Book Report: Catnapped! by Elaine Viets (2014)

Book coverI mentioned when I read Viets’ collections of columns from the St. Louis Post-Dispatch (Urban Affairs and Viets Guide to Sex, Travel, and Anything Else That Will Sell This Book in 2009 and 2010 respectively) that I would delve into her fiction. Well, I read both books after we moved from Old Trees to Nogglestead, and I had not seen any of Viets’ fiction until the Lutherans for Life garage sale in 2017. I don’t tend to hang about in the mystery sections of book stores or book sales much these days, so it would have to be a garage sale for me to find them.

Also, I clearly did not jump right into the book six years ago. But it seemed a thing to read between chapters/sections of Our Oriental Heritage.

This book is the 13th entry (of 15) in Viets’ Dead-End Job Mysteries. Which means that the series has a lot of business in it already, and that takes up a good portion of the book.

The main mystery revolves around the purebred kitten of a socialite who shares custody of said cat with her husband. The kitten is kidnapped, or Catnapped! as the title would have it. The main character, Helen Hawthorne, and her husband are private investigators engaged to find the kitten. They find the ex-husband murdered, and the socialite is arrested. Meanwhile, the ex-husband of the owner of their apartment building shows up after thirty years of shacking up with another woman–he wants to reconcile, but she most assuredly does not. When he winds up dead, she, too, is arrested for the murder.
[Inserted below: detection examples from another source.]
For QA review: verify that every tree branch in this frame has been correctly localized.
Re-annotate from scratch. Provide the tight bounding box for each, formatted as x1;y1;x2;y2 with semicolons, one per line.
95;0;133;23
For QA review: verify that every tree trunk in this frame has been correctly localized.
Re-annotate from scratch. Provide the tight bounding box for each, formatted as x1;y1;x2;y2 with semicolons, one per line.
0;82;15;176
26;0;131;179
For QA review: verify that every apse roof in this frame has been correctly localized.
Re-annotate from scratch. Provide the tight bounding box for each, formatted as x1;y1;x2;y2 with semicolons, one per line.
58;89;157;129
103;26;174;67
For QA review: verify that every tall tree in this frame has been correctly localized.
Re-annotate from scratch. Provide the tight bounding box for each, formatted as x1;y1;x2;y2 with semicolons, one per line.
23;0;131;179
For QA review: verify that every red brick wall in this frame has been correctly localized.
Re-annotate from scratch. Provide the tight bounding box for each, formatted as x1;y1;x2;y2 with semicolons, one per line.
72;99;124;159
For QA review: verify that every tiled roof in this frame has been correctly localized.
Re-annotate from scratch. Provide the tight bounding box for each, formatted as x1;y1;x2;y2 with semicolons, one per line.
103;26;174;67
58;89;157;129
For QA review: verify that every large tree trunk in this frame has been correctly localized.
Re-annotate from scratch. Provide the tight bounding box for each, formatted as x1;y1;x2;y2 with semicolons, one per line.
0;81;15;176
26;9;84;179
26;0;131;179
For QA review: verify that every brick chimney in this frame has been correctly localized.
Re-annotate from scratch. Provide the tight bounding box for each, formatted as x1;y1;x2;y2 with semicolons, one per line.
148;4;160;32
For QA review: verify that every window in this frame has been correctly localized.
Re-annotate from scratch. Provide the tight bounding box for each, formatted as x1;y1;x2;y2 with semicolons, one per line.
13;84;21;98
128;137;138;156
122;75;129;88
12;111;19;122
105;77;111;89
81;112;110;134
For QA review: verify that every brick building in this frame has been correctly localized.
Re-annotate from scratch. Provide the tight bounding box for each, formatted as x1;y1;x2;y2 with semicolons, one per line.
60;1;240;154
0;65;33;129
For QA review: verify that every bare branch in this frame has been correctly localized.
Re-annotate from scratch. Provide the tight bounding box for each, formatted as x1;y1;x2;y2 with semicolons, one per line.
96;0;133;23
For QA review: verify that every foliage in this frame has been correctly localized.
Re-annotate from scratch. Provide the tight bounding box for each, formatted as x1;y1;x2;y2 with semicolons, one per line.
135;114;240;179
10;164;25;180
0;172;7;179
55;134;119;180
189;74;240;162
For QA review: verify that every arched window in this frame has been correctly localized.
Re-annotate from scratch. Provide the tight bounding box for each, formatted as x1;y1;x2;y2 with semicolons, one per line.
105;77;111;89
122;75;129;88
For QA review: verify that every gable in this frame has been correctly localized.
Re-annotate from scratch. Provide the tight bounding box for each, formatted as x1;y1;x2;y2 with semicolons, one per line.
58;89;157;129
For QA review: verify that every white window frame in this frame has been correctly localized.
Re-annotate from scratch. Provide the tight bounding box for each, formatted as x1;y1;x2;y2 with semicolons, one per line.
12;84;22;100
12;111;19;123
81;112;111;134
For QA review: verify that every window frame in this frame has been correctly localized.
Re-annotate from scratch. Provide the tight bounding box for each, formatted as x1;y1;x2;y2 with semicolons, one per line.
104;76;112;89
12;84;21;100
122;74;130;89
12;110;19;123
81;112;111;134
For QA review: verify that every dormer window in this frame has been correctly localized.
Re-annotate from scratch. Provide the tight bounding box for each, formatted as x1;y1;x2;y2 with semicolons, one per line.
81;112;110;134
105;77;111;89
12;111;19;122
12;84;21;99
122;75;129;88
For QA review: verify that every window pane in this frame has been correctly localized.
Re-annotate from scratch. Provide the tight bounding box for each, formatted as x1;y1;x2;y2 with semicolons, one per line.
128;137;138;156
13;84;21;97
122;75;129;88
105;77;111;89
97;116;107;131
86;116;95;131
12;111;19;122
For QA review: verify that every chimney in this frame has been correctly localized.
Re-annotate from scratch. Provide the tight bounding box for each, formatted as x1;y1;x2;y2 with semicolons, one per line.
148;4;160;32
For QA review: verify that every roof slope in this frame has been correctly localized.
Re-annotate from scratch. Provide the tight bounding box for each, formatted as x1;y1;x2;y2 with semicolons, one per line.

So we have two or three crimes that the duo investigates. It took me a while to get into it–as you know, gentle reader, despite this being the second cozy I’ve read this year (Murder, She Wrote: The Maine Mutiny being the first for the 2023 Winter Reading Challenge), they’re not my bag.

The particular schtick of this series is that Helen Hawthorne had been on the run from an ex-husband in St. Louis, so she takes low skill jobs for cash. According to legend (and by legend, I mean Wikipedia), Viets actually did these jobs before writing about them. By the 13th book in the series, the reason for the schtick–the ex-husband–was a problem solved in an earlier book, so Hawthorne has to go undercover as an assistant cat groomer to get close to a subject and to show us how grooming and cat show exhibiting goes on.

The other bit of series business that takes up a lot of real estate in the book is the group of people who live at the apartment building. They get together every night to watch the sun go down, and they interact a bunch. It does lead up to the third mystery, who poisoned the ex-husband, but it also fills a lot of pages with socializing and chitchat.

Most people don’t start series toward the end (or just the latest, perhaps), but it does detract a bit from the stand-aloneness of each novel. I know I’ve mentioned it before, and it’s a line that authors have to walk between serving their long-time readers who want these elements of the book and those just looking for a mystery. This book goes a bit far in the series business.

At any rate, I liked it well enough that I’ll pick up more Viets books when I run across them, and maybe I’ll even read them six years later.